Betting on new technologies
The problem, unfortunately, is that the PC OEM market has shrunk. Michelle Johnston Holthaus, head of Intel’s Client Computing Group, acknowledged that there are five leading PC manufacturers, all in competition with Apple. And while the PC market has expanded during the pandemic, it has shrunk dramatically this year, as reported by Microsoft and analyst groups like IDC and Gartner. “And they don’t have as much money to invest now because their margins are a little bit lower,” Holthaus said during a small roundtable with the press and analysts this week.
A shrinking market typically means a more conservative investment strategy, given the risks of betting on the wrong technology. And Josh Newman, the interim head of Intel’s mobile processor business, acknowledged that a new technology like a sliding PC was really a gamble, especially since “all our research keeps saying that performance is the first thing people want when they buy a computer.” new PC,” he pointed out.
Intel, however, can afford to make such bets. The company maintains an “Intel Inside” marketing fund, as well as an innovation fund, partnering with companies like Samsung to bring innovative technologies to market, Holthaus said. Foldable PCs may not have taken off — yet — but other bets have paid off: After Intel launched the ultrabook in 2011, it worked with partners to improve thermal solutions and panels and touchscreens, Newman said.
“Five, six years later, you couldn’t find a $500 laptop that was more than 18 millimeters thick,” said Newman.
The challenges: making and selling
With a sliding—or folding—PC Intel faces two major challenges. First, there is the very technical problem of simply designing a PC with the new display technology. But secondly, there are compelling users to buy it.
A sliding PC might be the next big thing – or not. “If I look at it now with the collapsible one, it’s a gamble, and so will the slider, and it’s a gamble that we want to explore,” Newman said. “This user experience is going to be something you want to value and it will start as ultra premium, but it’s also based on research that says, give me as much screen area as possible.”

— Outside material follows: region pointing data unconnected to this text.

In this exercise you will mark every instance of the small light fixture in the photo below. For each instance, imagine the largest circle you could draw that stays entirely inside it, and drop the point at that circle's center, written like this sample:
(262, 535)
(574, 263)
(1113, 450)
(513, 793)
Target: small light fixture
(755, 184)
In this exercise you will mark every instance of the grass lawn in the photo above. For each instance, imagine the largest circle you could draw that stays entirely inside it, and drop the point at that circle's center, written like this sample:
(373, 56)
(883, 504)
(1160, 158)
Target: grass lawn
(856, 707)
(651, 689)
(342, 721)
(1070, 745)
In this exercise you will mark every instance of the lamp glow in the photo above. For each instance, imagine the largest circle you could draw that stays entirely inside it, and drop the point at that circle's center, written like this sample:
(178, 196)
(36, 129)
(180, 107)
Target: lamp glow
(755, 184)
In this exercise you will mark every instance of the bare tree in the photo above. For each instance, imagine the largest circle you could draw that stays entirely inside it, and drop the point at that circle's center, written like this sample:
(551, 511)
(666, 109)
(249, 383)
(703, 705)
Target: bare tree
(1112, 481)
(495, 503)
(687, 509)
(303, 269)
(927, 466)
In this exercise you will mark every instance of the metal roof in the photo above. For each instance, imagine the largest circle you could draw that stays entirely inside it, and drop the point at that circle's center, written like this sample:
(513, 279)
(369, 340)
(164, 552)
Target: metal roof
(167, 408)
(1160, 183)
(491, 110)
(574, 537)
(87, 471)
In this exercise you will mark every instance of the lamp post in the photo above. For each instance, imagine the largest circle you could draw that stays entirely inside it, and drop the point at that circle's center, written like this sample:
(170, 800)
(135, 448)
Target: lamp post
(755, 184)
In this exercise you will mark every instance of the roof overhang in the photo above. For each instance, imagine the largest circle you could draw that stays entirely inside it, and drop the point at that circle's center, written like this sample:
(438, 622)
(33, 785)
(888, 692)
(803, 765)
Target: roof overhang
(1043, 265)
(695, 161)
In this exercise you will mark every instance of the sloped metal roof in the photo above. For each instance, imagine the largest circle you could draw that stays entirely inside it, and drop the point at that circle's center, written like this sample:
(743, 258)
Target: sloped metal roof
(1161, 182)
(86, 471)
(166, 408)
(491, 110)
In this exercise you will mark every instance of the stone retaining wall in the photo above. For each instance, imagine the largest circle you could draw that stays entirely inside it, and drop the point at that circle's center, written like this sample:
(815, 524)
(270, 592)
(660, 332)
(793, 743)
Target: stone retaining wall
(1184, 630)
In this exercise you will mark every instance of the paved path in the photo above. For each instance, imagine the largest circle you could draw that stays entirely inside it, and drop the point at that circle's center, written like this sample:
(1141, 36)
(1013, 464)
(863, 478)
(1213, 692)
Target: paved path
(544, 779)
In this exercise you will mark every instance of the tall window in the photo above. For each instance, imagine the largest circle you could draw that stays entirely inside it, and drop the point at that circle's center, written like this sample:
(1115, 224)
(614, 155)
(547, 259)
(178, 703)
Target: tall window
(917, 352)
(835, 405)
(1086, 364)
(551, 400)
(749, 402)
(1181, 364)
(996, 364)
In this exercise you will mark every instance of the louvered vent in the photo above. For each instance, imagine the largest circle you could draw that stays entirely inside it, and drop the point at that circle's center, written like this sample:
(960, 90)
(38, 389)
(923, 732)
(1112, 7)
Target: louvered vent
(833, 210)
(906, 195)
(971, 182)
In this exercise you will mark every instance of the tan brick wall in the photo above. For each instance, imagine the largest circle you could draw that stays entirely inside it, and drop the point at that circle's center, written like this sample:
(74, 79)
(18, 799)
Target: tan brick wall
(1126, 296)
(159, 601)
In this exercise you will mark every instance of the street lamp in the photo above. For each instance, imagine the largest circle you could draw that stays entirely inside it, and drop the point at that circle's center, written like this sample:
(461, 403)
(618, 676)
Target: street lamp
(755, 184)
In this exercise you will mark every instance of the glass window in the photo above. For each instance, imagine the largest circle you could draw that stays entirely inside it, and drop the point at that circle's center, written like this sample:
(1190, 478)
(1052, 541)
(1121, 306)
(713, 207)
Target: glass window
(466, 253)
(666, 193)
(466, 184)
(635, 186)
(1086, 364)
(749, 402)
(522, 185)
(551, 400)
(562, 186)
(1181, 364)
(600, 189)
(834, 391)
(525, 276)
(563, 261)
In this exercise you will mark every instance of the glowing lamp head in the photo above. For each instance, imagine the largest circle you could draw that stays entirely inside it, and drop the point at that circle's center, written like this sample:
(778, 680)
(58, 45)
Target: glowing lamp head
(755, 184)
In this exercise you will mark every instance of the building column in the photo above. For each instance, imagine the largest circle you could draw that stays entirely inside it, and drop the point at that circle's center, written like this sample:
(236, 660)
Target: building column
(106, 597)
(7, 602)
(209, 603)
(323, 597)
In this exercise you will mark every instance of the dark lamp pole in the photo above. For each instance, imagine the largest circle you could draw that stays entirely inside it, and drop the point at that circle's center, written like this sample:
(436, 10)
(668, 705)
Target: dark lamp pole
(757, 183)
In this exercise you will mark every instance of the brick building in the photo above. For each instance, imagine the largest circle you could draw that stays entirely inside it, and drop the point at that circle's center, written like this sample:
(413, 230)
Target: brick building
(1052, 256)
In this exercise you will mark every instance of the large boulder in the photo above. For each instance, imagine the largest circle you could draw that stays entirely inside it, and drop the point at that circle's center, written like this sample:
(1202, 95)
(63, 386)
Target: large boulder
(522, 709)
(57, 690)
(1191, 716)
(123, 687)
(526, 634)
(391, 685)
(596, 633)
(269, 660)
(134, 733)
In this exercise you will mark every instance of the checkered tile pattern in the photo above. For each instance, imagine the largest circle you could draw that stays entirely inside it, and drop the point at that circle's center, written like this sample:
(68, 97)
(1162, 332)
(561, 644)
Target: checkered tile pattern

One of the axioms of the scientific community goes something like this: the lunar launches of the 1960s didn’t simply require learning how to get men to the moon, but all the corollary science that went with it: survival in space, nutrition, and so on. Solving the problems of a sliding PC means improving the conventional OLED screens that consumers go Purchase.
“They are really going to make their rigid OLED technology more affordable now, because the problems they are solving with power and time controllers and all those things that make it a lot harder on a big new foldable now make it cheaper to make a 14-inch OLED.” , said Newman. “And it’s going to hit the mainstream market.”
As proof, Samsung Display showed off a 17-inch 165Hz 1440p OLED screen at the innovation conference, combining the high contrast ratio of Samsung’s displays with the high refresh rate that gamers prefer.
Marketing a sliding PC, however, presents another problem: simply convincing users to buy it. Holthaus says he sees the PC as the platform of choice, offering options that Apple simply missed.
“I think we have to drive the OEMs to get there and we have to offer options to consumers,” Holthaus said. When a consumer drives to Best Buy, he can see several options and it can be very difficult to decide. But on Amazon, there are hundreds of options, making the choice even more confusing. It seems Intel’s plan is to try to find the best aspects of both.
“I think part of driving this innovation is getting it on the market plane, putting it in the hands of consumers and driving the wheel of consumer demand, but that will drive Intel and our partners to innovate and be willing to do that.” , said Holthaus.